US Dollar Research Report

Deflation on the cards in the Uk

FOMC removes the word "patient"

Political risk weighs on Sterling

GBPUSD


Sterling Dollar GBPUSD FX Technical Analysis

The Sterling dollar exchange rate has been making a series of lower highs over the course of March. Sterling has consistently failed to sustain any rally above 1.5000. Momentum would suggest that the weakness in the Pound is set to continue as both technical and fundamental indicators weigh on the Pound. Inflation in the UK slumped to zero which was a much larger fall than anticipated by any analysts as lower oil continued to drag prices lower. Although the UK economy has recovered significantly since the crisis began inflation has sagged and wage growth has been disappointing. Governor Carney has insisted that the current deflationary situation is temporary and is , in fact , positive for the UK economy however core inflation which strips out energy also fell in February so this must be a concern for policy makers. What is certain is that the market will now be watching the CPI data very carefully and if there is a hint that this may persist for the foreseeable future then the Pound is likely to fall much further as the bank runs out of options.

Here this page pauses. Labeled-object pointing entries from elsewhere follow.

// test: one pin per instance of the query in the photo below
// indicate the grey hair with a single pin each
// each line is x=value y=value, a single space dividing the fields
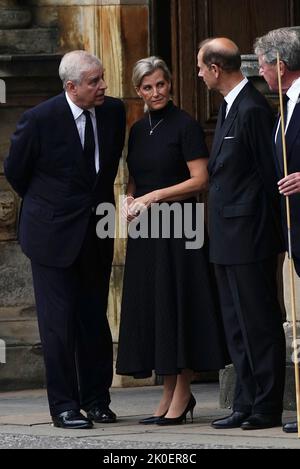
x=74 y=64
x=146 y=67
x=286 y=41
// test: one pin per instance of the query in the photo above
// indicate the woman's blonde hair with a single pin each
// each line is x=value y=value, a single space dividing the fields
x=147 y=66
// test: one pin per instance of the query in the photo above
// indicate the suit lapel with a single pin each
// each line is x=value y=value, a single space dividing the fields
x=278 y=160
x=102 y=138
x=72 y=136
x=222 y=131
x=291 y=135
x=293 y=129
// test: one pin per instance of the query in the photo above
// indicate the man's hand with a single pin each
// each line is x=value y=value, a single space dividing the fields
x=290 y=185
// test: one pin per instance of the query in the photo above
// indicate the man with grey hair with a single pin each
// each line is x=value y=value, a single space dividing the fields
x=286 y=41
x=63 y=161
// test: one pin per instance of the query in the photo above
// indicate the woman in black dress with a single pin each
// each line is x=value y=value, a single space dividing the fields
x=168 y=316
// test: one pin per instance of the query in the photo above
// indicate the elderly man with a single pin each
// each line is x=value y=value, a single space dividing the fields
x=63 y=160
x=286 y=41
x=245 y=238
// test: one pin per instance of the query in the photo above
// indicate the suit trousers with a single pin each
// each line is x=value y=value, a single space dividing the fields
x=76 y=339
x=253 y=325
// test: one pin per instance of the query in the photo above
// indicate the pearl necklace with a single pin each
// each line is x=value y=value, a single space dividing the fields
x=150 y=123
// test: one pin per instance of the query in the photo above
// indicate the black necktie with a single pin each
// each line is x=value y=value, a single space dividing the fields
x=223 y=111
x=278 y=142
x=89 y=146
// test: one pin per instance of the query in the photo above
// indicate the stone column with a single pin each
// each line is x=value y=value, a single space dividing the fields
x=30 y=76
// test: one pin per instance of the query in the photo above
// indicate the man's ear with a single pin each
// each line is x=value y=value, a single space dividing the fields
x=216 y=70
x=282 y=67
x=138 y=92
x=71 y=88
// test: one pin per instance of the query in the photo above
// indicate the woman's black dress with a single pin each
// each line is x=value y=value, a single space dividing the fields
x=168 y=314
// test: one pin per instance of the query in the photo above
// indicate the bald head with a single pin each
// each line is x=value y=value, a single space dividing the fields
x=221 y=51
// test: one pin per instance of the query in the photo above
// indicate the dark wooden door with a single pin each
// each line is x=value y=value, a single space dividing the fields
x=194 y=20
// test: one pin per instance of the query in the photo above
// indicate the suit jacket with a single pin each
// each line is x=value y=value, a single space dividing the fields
x=293 y=159
x=244 y=216
x=46 y=168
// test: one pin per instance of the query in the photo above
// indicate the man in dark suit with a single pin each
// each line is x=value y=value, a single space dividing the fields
x=286 y=41
x=63 y=161
x=245 y=238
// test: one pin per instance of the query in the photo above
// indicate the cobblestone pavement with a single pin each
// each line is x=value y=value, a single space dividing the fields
x=25 y=423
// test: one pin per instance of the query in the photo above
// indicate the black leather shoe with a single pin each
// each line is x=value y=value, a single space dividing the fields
x=260 y=421
x=71 y=419
x=234 y=420
x=290 y=427
x=99 y=415
x=163 y=421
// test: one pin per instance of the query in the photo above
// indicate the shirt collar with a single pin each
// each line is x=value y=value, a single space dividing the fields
x=294 y=91
x=76 y=110
x=230 y=98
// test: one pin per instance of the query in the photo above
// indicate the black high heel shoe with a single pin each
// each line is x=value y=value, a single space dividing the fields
x=152 y=420
x=182 y=418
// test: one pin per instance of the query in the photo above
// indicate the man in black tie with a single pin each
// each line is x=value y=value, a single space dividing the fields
x=286 y=41
x=63 y=161
x=245 y=238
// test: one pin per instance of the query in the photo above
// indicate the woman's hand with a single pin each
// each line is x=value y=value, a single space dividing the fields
x=126 y=213
x=141 y=204
x=290 y=185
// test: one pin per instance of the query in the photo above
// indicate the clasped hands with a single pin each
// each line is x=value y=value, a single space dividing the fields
x=132 y=208
x=290 y=185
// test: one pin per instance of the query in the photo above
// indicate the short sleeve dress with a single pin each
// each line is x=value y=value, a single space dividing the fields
x=169 y=320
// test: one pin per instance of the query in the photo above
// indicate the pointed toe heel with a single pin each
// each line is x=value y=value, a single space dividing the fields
x=182 y=418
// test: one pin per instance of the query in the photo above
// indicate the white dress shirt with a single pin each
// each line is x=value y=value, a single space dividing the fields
x=293 y=94
x=79 y=118
x=231 y=97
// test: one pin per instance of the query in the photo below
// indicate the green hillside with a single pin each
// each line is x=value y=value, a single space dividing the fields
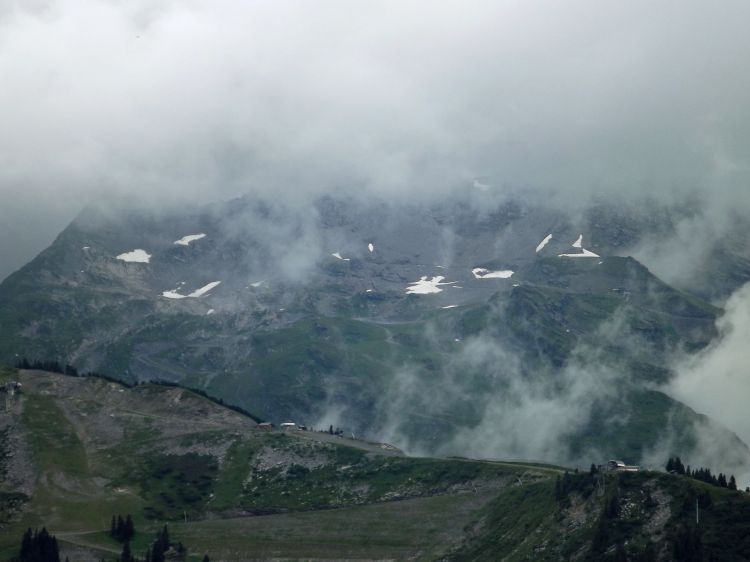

The dollar has also continued to strengthen after the Federal Reserve moved to the verge of raising interest rates for the first time since the economy fell into recession seven years ago. In a statement released after its 2 day policy meeting the Fed said that they would consider raising the benchmark rate as early as June and they also removed a promise that they would be "patient". The Fed tempered their message by stating that they thought that the unemployment rate could fall further without triggering higher inflation and the general impression is that rates are going up although this may not happen until the end of 2015. Any move higher will be dependent on the data and non-farm payrolls will take on even greater significance.

Looking ahead the Pound could well struggle to make any gains as markets begin to price in the political risk of the upcoming general election. The latest opinion polls show a rise in support for the Labour party after the recent television interviews and if the opinion polls narrow leading into the election we can expect the Pound to fall further. Markets do not like uncertainty and if the political landscape after the election is ambiguous the effect on the Pound could be catastrophic.

In terms of data US non-farm payrolls this Friday will be very closely scrutinised for a strong number which would confirm that a rate rise was imminent in the Us allowing the current trend to continue. In the UK the election will be the main focus and swings in the opinion polls will most likely influence near term direction.


For USD Buyers

I still maintain that any rally should be sold into and I now feel that 1.5000 is a key level both psychologically and technically. If we are lucky enough to see that again then I would suggest purchasing dollars there. A break of 1.4500 on the downside would open up 1.4000 very quickly.


For USD Sellers

The Rate looks offered and I would leave protection above 1.5000 hoping for a break of the recent 1.4585 low.